Accelerating drug discovery with AI and quantum mechanics

Combining artificial intelligence (AI), quantum mechanics, and Computer Assisted Drug Design (CADD), this open-source platform aims to drastically reduce the time required for identifying potential drug candidates.

In a recent study published in the Journal of Chemical Information and Modeling, the research team demonstrated SmartCADD's capabilities in identifying promising drug candidates for HIV treatment. The development of SmartCADD is the result of a collaborative effort between SMU’s Department of Chemistry in Dedman College of Humanities and Sciences and the Computer Science Department in the Lyle School of Engineering.

“There is an urgency to discover new classes of drugs like antibiotics, cancer treatments, antivirals, and more,” said Elfi Kraka, Head of the Computational and Theoretical Chemistry Group (CATCO) at SMU. “Despite AI’s rapid adoption in many fields, there has been a hesitancy for using it in scientific research, mainly because of its opaqueness and the quality of data used for training. SmartCADD addresses those concerns and can sift through billions of chemical compounds in one day, which significantly reduces the time needed to identify promising drug candidates.”

How SmartCADD works

SmartCADD functions by integrating deep learning models, filtering techniques, and explainable AI to screen vast databases of chemical compounds. The tool comprises two primary components: the Pipeline Interface, which manages data collection and filtering, and the Filter Interface, which dictates the operation of each filter. These filters help researchers predict a drug's behaviour in the body, model drug structures using both 2D and 3D parameters, and utilise an AI model that explains the rationale behind its selections.

In the study, SmartCADD’s capabilities were tested on HIV drug discovery. Using data from the MoleculeNet library, researchers constructed a database of 800 million chemical compounds and identified 10 million that showed potential as HIV drugs. The platform's filters then narrowed down the list to compounds with the closest match to existing HIV treatments.

While the initial focus was on HIV, the researchers highlighted SmartCADD's versatility, indicating that it can be adapted for other drug discovery applications. Corey Clark, Assistant Professor of Computer Science in the Lyle School of Engineering and Deputy Director for Research at SMU Guildhall, noted: “This is a user-friendly virtual screening platform that provides researchers with a highly integrated and flexible framework for building drug discovery pipelines. We are going to continue pushing the work forward to expand chemistry and machine learning capabilities even further. The project and its opportunities are truly exciting, and I know the next phase will be an even bigger step forward than the last.”

Interdisciplinary collaboration: the key to SmartCADD’s success

The development of SmartCADD exemplifies the power of interdisciplinary collaboration. The team included researchers from both the chemistry and computer science departments at SMU. The study’s authors include Elfi Kraka and Corey Clark, as well as postdoctoral research fellow Ayesh Madushanka, supported by a grant from the O’Donnell Data Science & Research Computing Institute, and computer science graduate student Eli Laird, an O’Donnell Institute Ph.D. fellowship recipient.

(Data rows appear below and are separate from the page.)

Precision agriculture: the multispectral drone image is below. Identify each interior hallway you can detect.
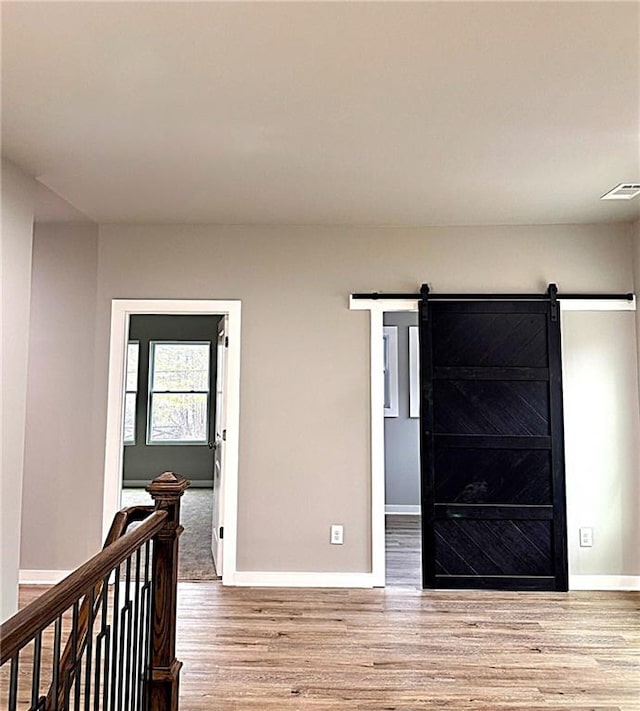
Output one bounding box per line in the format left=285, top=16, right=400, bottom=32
left=122, top=488, right=218, bottom=581
left=385, top=514, right=422, bottom=589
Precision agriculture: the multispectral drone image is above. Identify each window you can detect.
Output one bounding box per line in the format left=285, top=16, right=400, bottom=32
left=147, top=341, right=210, bottom=444
left=122, top=341, right=140, bottom=444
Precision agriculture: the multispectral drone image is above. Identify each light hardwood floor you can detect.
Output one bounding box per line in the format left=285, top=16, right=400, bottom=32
left=8, top=583, right=640, bottom=711
left=385, top=514, right=422, bottom=588
left=171, top=584, right=640, bottom=711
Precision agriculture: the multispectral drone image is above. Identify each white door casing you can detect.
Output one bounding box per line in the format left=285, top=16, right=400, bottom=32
left=102, top=299, right=241, bottom=585
left=211, top=316, right=228, bottom=577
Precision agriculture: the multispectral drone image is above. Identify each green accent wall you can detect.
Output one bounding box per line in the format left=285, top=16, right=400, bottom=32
left=123, top=315, right=221, bottom=487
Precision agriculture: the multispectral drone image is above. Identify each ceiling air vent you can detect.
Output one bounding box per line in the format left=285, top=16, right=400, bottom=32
left=600, top=183, right=640, bottom=200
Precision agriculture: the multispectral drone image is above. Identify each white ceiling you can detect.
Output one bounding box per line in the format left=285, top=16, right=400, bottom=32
left=2, top=2, right=640, bottom=225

Madushanka emphasised the importance of cross-disciplinary efforts in tackling complex challenges: “Fields like drug discovery require a combined effort to be truly successful. I’m certain if only the chemistry department had worked on this, the final product wouldn’t have turned out the same. Interdisciplinary collaboration brings fresh perspectives on the same idea, helping to refine and improve it.”

Laird echoed this sentiment, explaining that combining insights from different fields can lead to significant breakthroughs: “Interdisciplinary research is absolutely necessary to make major research advancements that actually impact the real world. This is a major focus of SMU and a key reason I wanted to pursue my Ph.D. here. Impactful research can't happen in the vacuum of a single field. You have to look broadly across disciplines to spark ideas that will turn into true innovations. Breakthroughs often occur at the intersection of different fields, and that's where I aim to position my research.”

The road ahead for SmartCADD

The study was funded by the National Science Foundation under grant CHE 2102461, though the findings and conclusions presented are solely those of the authors. With SmartCADD, the research team hopes to accelerate drug discovery across various medical fields, from antibiotics and cancer therapies to antiviral treatments. The platform's ability to screen billions of chemical compounds rapidly could transform how new drugs are discovered and brought to market, ultimately benefiting patients worldwide.

As researchers continue to expand SmartCADD's capabilities, they aim to push the boundaries of what AI and quantum mechanics can achieve in pharmaceutical development.